エンサンは「宇宙大作戦」とは決して言わず、いつも「スタートレックスタートレック」と呼んでいた。
私も徐々にそう呼ぶようになっていった。原題で呼ぶほうが、「よりファン」という雰囲気をかもし出せるからだ。
しかしホントは知らなかった。
「スター」はともかく「トレック」って?

今でこそ「渋い山歩き」や、「やや難度の高いハイキング」のことを「トレッキング」なぞと言ったりするが、当時はそんな言葉は流通していなかった。「トレック」って?
少し後になってある雑誌で、「TREK」というのは、あまりはっきりした目的を持たずに旅をする、というような意味なので、「STAR TREK」は直訳すれば「宇宙のぶらぶら旅行」というような意味になる、と書いてあるのを読んだ。

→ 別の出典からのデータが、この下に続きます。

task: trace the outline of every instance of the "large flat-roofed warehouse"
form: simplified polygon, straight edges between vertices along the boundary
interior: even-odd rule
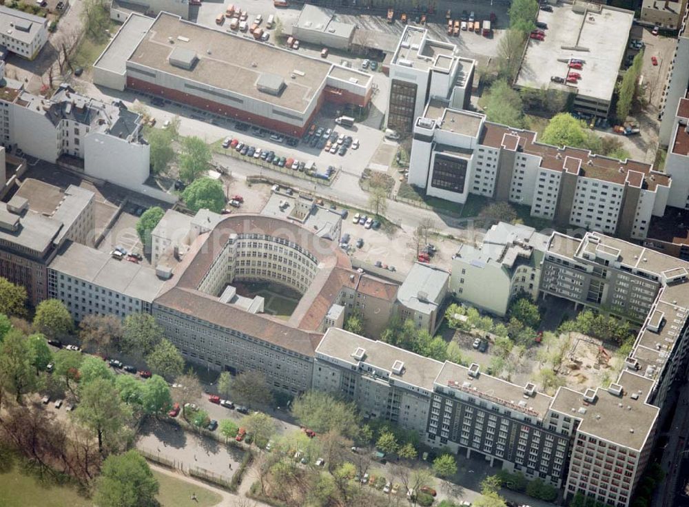
[[[543,41],[529,39],[517,86],[575,94],[575,110],[607,116],[633,19],[630,10],[578,0],[539,11],[538,21],[548,29]],[[573,59],[583,61],[581,69],[569,68]],[[580,76],[576,83],[551,81],[566,81],[570,72]]]
[[[165,12],[147,30],[130,29],[138,16],[99,58],[96,84],[126,86],[292,136],[304,133],[323,101],[364,107],[371,99],[372,79],[364,72]]]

ふーん。と思ったものだ。もっとかっこいい意味があるのかと思っていた。
ぶらぶら旅行って。
しかしそう言われてみればエンタープライズは、どこを何のために飛行しているのかよくわからなかったな。注意深く見ていればわかったのかもしれないが、たとえば「宇宙戦艦ヤマト」のように「放射能除去装置が欲しいばっかりにイスカンダルへ一直線!」というのに比べればぶらぶら感は否めないな。

「TREK」の意味を知ってから見ると、いくらミスタースポックが論理的なことを言っても、いくらカーク船長が美人のゲストキャラとロマンチックな雰囲気になっても、「ああ、こいつらぶらぶらしてんだなぁ」と思うようになってしまった。